After the meeting, as I was packing up to leave, my manager pulled me aside. “Got a few minutes? I want to talk about what just happened with the project plan.”
I assumed he wanted to add something. Instead, he got serious: “When that topic came up, everyone was expecting you to show some leadership. But that didn’t happen.”
I didn’t understand. I asked him to explain.
“I gave you ownership of this project. As the owner, you’re supposed to move it forward, and come up with an initial plan, something people can react to. When I asked about the progress, the team was expecting you to present your thinking so they could give you feedback. Instead, you turned it into a group discussion from a blank slate. It looked like you did not think about it yet and were hoping the group would do the thinking for you. So is this your project, or everyone’s project?”
My face went hot.
“I’ve been busy and haven’t had a chance to prepare anything. When you brought it up suddenly, I just thought since everyone’s here, why not brainstorm and get people engaged.”
He softened a little: “Not having started yet is completely fine. What I want you to understand better is what it means to lead a project, when to make the call yourself, and when to bring others in to decide together.”
Looking back now, my move was pretty naive. I genuinely thought I was being clever by turning an awkward moment into a collaborative one. But what I was actually doing was dodging ownership. That conversation was one of the moments that shifted how I understood leadership: it starts with showing up with your own thinking, even when it’s incomplete. It took time, but I think I eventually grew into that.
Later, in one of our regular one-on-ones, my manager walked me through four ways of making decisions: Command, Consult, Vote, and Consensus. The idea is that a thoughtful decision-maker picks the right approach for the situation, one that’s both efficient and fair.
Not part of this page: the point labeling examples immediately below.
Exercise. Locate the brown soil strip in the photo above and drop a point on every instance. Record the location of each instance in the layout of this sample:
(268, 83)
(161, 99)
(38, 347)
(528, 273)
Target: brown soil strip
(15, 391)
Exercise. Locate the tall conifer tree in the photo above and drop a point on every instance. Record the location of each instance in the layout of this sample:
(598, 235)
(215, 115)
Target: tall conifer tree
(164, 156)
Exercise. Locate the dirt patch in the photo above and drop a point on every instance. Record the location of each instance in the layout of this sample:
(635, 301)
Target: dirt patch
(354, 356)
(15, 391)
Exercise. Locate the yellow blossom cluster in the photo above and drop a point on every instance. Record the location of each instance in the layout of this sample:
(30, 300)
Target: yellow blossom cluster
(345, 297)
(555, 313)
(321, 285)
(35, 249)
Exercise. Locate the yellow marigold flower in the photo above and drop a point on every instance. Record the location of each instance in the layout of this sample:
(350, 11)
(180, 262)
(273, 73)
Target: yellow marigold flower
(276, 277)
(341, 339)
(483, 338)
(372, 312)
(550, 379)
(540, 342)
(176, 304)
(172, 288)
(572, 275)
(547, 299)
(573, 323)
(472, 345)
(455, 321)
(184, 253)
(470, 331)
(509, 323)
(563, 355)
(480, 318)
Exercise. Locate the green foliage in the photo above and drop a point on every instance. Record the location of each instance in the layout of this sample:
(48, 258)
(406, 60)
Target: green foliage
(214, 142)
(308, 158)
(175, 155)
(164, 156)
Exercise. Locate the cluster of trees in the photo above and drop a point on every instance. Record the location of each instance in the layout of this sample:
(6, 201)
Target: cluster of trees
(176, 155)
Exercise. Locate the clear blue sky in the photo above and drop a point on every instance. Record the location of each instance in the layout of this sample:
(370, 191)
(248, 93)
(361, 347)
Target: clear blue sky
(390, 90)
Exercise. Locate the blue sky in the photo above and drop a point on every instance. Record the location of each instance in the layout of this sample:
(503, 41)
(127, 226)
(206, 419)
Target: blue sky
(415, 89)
These four approaches come from the book Crucial Conversations by Kerry Patterson, Joseph Grenny, Ron McMillan, and Al Switzler.
I found them so useful that I turned them into a sketchnote, mostly as a reminder to myself.
Command
This is when the decision is made by an outside force, either someone imposes it on us, or we hand the decision over to someone else and let them handle it. Our job here isn’t to decide; it’s to execute.
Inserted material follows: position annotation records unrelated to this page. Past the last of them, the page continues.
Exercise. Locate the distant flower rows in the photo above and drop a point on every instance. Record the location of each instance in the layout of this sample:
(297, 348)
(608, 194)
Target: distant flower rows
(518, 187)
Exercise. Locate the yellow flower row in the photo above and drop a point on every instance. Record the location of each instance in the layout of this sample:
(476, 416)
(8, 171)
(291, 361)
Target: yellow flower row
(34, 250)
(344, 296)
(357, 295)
When we voluntarily give up the decision, it usually means we either don’t think it’s high-stakes enough to weigh in on, or we trust the other person to make a good call without us.
I grew up with a lot of Command moments: parents told me when and where to go to school, teachers told me how much homework to do. As I got older, more and more decisions became mine to make. And at work, how much say you have depends on your role.
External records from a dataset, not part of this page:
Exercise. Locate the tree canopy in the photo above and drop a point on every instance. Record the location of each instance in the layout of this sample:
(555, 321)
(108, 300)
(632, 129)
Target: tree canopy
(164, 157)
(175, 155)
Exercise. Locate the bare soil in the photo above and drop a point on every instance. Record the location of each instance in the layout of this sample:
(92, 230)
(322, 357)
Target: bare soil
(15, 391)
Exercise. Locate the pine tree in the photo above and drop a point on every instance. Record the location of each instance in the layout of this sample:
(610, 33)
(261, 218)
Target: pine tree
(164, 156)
As a UX designer, I make a lot of design decisions, and I rarely hand those over to others. But early in my career, at a small company, a senior leader looked at my design and said “it should be done this way.” I explained my reasoning. He said, “just do it my way.” I explained again. He got impatient: “Come on, help me change it,” and walked off. I felt completely deflated. He didn’t have a design background, and I had no choice but to follow the instruction.
If that happened today, I would know how to respond more effectively, and I would find other ways to validate my work.
Consult
The decision-maker gathers input before making a final call. It’s an effective way to get different perspectives and build support, without letting the process turn into a group decision. You listen, you weigh the options, you decide, and you communicate the outcome.
If you’re a designer, you probably already know this well. Many design teams hold regular critique sessions where each designer presents their work to be questioned and challenged: why did you design it this way? Why does the user have to click a button to do this? Why does this icon look like that?
The presenter brings the work. But they’re also the decision-maker. They choose what to show, what feedback to ask for, and what to do with what they hear.
Going back to the project plan story: that was exactly where I needed Consult. I should have drafted something first, even rough, then brought it to the relevant people for input, revised, gathered more feedback, and finalized. Instead, I skipped the first step entirely and hoped the group would do it for me. That’s not consulting. That’s passing the work off to the group.
Vote
A few options are on the table, everyone votes, the majority wins. It’s democratic. But does the majority always make the best call? Not necessarily. Voters might not all have deep knowledge of the problem, they can be influenced by all kinds of things, and if someone starts trying to persuade others to vote their way, the result can shift quickly.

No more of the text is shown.